Representation of quantized models¶

The OpenVINO Toolkit represents all the quantized models using the so-called FakeQuantize operation. This operation is very expressive and allows mapping values from arbitrary input and output ranges. The whole idea behind that is quite simple: we project (discretize) the input values to the low-precision data type using affine transformation (with clamp and rounding) and then reproject discrete values back to the original range and data type. It can be considered as an emulation of the quantization process which happens at runtime. In order to be able to execute a particular DL operation in low-precision all its inputs should be quantized i.e. should have FakeQuantize between operation and data blobs. The figure below shows an example of quantized Convolution which contains two FakeQuantize nodes: one for weights and one for activations (bias is quantized using the same parameters).

Figure 1. Example of quantized Convolution operation.

Starting from OpenVINO 2020.2 release all the quantized models are represented in the compressed form. It means that the weights of low-precision operations are converted into the target precision (e.g. INT8). It helps to substantially reduce the model size. The rest of the parameters can be represented by FLOAT32 or FLOAT16 precision depending on the input full-precision model used in the quantization process. Fig. 2 below shows an example of the part of the compressed IR.

Figure 2. Example of compressed quantized model.

Interpreting FakeQuantize at runtime¶

One important question that arises at inference time is how to correctly interpret quantized models and specifically FakeQuantize operations. OpenVINO Deep Learning Deployment Toolkit has a special component which is called Low-Precision Transformations (LPT). It is responsible for the translation of “fake-quantized” models into the models with low-precision operations. For more information about low-precision flow please refer to the following document. Here we provide only a high-level overview of the interpretation rules of FakeQuantize operation. At runtime each FakeQuantize can be split into two independent operations: Quantize and Dequantize. The former one is aimed to transform the input data into the target precision while the latter transforms the resulting values back to the original range and precision. In practice Dequantize operations can be propagated forward through the linear low-precision layers, such as Convolution or Fully-Connected, and in some cases fused with the following Quantize operation for the next layer into the so-called Requantize operation (see Fig. 3).

Figure 3. Quantization operations propagation at runtime. Q, DQ, RQ stand for Quantize, Dequantize, and Requantize correspondingly.

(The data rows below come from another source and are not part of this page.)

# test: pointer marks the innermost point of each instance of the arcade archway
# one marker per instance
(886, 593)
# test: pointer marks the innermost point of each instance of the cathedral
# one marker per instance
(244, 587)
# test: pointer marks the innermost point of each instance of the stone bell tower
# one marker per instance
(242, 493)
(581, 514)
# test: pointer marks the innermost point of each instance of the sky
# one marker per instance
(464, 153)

From the calculation standpoint, the FakeQuantize formula also is split into two parts accordingly:

output = round((x - input_low) / (input_high - input_low) * (levels-1)) / (levels-1) * (output_high - output_low) + output_low

The first part of this fomula represents Quantize operation:

q = round((x - input_low) / (input_high - input_low) * (levels-1))

The second is responsible for the dequantization:

r = q / (levels-1) * (output_high - output_low) + output_low

From the scale/zero-point notation standpoint the latter formula can be written as follows:

r = (output_high - output_low) / (levels-1) * (q + output_low / (output_high - output_low) * (levels-1))

Thus we can define:

Scale as (output_high - output_low) / (levels-1)
Zero-point as -output_low / (output_high - output_low) * (levels-1)

Note : During the quantization process the values input_low, input_high, output_low, output_high are selected so that to map a floating-point zero exactly to an integer value (zero-point) and vice versa.